Now here is another important point, and one not likely to over well with agribusiness. Our “new and modern methods” of farming and raising chickens and othe fowl have really set the stage for widespread epidemics.
The H5N1 has evolved great virulence among chickens only because of the conditions under which the animals are kept — crammed together in cages, packed into giant warehouses. H5N1 was originally a mild virus found in migrating ducks; if it killed its host immediately, it too would die. But when its next host’s beak is just an inch away, the virus can evolve to kill quickly and still survive.
Human epidemics evolve in much the same manner.
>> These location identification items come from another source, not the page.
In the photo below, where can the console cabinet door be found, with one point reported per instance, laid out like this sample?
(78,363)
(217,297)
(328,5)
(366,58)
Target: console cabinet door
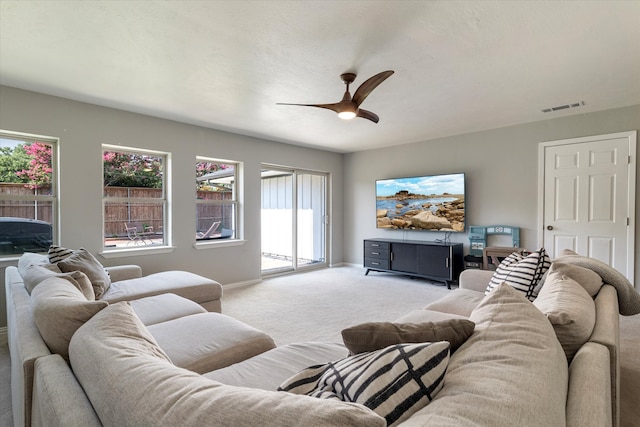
(434,261)
(404,257)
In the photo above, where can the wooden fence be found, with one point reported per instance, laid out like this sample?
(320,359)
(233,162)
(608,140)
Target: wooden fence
(116,214)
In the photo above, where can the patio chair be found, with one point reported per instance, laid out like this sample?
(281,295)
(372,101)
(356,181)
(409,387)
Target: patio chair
(209,232)
(132,233)
(138,237)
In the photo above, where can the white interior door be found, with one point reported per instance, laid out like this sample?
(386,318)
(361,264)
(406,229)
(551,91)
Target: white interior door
(588,192)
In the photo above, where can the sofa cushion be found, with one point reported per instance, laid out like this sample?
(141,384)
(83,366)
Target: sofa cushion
(29,259)
(35,275)
(208,341)
(395,382)
(588,279)
(374,336)
(59,309)
(82,260)
(511,371)
(58,253)
(137,385)
(270,369)
(183,283)
(521,272)
(458,301)
(570,310)
(164,307)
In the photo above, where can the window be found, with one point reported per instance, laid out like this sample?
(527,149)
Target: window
(135,201)
(28,193)
(216,199)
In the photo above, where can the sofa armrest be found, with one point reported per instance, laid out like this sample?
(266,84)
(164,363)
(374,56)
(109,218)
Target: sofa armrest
(607,332)
(476,280)
(589,393)
(124,272)
(58,398)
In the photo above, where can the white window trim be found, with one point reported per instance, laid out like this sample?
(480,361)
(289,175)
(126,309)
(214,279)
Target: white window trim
(237,202)
(55,179)
(123,252)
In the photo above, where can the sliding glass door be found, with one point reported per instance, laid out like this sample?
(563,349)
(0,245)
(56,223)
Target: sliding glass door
(294,219)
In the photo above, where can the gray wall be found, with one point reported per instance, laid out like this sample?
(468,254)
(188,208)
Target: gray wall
(501,168)
(82,128)
(501,176)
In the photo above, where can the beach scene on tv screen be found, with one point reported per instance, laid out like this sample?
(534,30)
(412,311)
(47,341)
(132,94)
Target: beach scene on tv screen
(430,203)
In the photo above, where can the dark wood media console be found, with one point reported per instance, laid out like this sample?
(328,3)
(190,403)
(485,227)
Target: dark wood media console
(442,262)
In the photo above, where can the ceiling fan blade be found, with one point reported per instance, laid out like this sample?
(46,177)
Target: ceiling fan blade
(368,115)
(332,107)
(369,85)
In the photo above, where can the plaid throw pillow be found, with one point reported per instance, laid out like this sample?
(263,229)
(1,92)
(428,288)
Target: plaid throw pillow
(521,272)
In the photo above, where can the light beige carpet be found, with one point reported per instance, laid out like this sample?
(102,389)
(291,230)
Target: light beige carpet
(316,306)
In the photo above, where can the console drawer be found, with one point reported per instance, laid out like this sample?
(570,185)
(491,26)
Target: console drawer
(376,245)
(377,263)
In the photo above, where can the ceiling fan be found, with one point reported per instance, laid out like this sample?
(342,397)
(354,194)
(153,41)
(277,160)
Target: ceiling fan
(349,107)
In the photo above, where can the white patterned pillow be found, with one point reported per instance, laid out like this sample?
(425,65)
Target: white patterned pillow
(521,272)
(394,382)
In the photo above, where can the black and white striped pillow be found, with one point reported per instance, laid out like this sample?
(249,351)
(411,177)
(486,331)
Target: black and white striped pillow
(521,272)
(394,382)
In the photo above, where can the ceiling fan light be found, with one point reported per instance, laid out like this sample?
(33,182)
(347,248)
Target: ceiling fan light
(347,115)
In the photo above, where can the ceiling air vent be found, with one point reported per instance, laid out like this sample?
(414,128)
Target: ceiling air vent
(563,107)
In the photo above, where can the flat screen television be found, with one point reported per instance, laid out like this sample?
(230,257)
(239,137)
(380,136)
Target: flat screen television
(422,203)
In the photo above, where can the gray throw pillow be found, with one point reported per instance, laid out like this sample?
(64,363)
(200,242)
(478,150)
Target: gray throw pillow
(59,309)
(82,260)
(374,336)
(37,274)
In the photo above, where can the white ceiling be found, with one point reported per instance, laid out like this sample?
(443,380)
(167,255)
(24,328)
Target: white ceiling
(460,66)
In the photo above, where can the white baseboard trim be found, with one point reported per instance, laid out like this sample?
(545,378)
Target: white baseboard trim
(3,335)
(241,284)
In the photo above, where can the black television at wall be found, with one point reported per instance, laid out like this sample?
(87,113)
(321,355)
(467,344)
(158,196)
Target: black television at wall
(422,203)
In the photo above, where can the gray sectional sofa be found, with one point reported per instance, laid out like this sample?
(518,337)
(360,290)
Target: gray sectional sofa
(163,360)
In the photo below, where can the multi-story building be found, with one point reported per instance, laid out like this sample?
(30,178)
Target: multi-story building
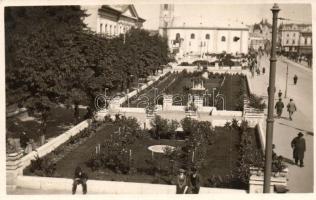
(197,36)
(260,35)
(295,38)
(112,20)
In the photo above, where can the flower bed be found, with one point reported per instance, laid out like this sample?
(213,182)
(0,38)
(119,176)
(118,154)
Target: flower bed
(217,157)
(60,120)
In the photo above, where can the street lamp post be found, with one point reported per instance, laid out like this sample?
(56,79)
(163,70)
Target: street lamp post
(287,76)
(269,133)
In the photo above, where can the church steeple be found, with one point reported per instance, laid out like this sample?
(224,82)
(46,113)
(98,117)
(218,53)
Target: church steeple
(166,17)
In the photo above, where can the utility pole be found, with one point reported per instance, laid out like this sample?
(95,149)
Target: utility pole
(287,76)
(269,133)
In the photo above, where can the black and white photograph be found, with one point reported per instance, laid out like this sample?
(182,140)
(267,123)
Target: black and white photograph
(166,97)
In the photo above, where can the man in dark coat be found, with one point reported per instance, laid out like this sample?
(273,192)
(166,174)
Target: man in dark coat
(182,183)
(295,79)
(279,107)
(291,108)
(24,139)
(80,177)
(194,181)
(299,147)
(280,94)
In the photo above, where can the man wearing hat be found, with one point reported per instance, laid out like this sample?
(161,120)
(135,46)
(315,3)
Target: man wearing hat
(194,181)
(279,107)
(182,182)
(299,147)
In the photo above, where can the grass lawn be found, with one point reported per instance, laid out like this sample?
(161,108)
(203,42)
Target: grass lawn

Those stinking crowded tenements are a feast to behold for pathogenic microbes. Why do you think that people always worry about impending epidemics everytime there is a war or natural disaster, like the recent tsunami? Hordes of people crowded together in less than optimal circumstances (like chickens in factory farms) create the ideal breeding ground for insidious microbes.
As evolutionary biologist Paul Ewald of the University of Louisville has pointed out, the same process “cooked” the virulence of the 1918 flu, though instead of chickens in cages it was soldiers in World War I’s trenches, hospitals and transports who fell victim to a virus that became increasingly deadly as it cycled among them.
It’s illogic to expect that, in the absence of trench warfare or other human “disease factories,” flu will evolve to be a pandemic terror. And no one has identified such conditions near the chicken farms of Southeast Asia. In other words, if avian flu ever does adapt enough to spread easily to humans, its lethality will have to drop. It may well cause another pandemic, as we indeed have no resistance to it, but it cannot be a pandemic as lethal as the 1918 flu.
Interesting points to ponder, as the media recants the “warnings” of the experts, and keeps repeating the hysteria without giving us any real data on why. Why? Why? Why?